Batch Mode for JSON LD Generation

dkapoor edited this page Sep 8, 2016 · 23 revisions

Karma can be used in a batch mode to generate JSON-LD for large datasets. This can be done using a command line Utility OfflineRDFGenerator or using the Karma JSON-LD Generation API

OfflineRDFGenerator

This is a command line utility to load a model and a source, and then generate RDF and JSON-LD. The source can be JSON, XML, CSV or database. With database, the API loads 10,000 rows at a time. Karma home setting KARMA_USER_HOME should be set appropriately: see Configuration.

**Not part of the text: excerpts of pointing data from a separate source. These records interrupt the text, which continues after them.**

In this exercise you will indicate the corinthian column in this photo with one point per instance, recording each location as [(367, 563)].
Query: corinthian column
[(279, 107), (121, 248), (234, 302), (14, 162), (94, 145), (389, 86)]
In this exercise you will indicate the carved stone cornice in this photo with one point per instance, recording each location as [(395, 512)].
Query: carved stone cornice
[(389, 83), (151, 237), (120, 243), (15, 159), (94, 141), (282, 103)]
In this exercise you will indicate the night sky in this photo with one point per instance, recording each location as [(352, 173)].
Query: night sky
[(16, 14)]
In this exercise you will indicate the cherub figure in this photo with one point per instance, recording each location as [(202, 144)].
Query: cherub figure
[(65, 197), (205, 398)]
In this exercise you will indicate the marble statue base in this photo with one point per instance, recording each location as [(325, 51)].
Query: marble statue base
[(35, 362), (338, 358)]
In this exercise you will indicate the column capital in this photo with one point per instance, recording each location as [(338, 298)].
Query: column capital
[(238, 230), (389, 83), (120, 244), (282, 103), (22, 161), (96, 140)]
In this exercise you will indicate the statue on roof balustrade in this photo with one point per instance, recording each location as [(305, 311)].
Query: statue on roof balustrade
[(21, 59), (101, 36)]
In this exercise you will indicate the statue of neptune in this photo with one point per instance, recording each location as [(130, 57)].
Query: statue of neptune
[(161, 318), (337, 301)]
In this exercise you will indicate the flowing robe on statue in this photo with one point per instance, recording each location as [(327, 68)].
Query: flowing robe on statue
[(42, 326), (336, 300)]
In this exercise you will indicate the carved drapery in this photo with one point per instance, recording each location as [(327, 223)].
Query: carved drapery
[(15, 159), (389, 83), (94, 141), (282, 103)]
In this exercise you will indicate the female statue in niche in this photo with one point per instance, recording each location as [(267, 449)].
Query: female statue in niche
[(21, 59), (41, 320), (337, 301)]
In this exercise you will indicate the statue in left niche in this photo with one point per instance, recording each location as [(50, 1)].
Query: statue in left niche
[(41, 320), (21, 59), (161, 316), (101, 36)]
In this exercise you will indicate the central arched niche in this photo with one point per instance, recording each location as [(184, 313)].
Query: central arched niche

Building the karma-offline JAR

To build the offline jar, goto the karma-offline subdirectory and execute the following:

cd karma-offline
mvn install -P shaded

This builds a standalone jar karma-offline-0.0.1-SNAPSHOT-shaded.jar in the target sub-folder or karma-offline that can be used to generate RDF and JSON-LD in batch mode

Generating JSON-LD using karma-offline

To generate JSON-LD when the source is a file, go the the karma-offline/target sub-directory of Karma and execute the following command:

java -cp karma-offline-0.0.1-SNAPSHOT-shaded.jar edu.isi.karma.rdf.OfflineRdfGenerator \
--sourcetype <sourcetype> \
--filepath <filepath> \
--modelfilepath <modelfilepath> \
--sourcename <sourcename> \
--outputfile <rdf-outputfile> \
--jsonoutputfile <json-outputfile> \
[--contextfile <contextfile> | --contexturl <contextUrl>] \
[--selection <selectionName] \
[--root <rootClassIDForJsonLD>] \
[--killtriplemap <triplemapid to stop from expansion> ] \
[--stoptriplemap <stop the rdf generation from this triplemapid onwards> ] 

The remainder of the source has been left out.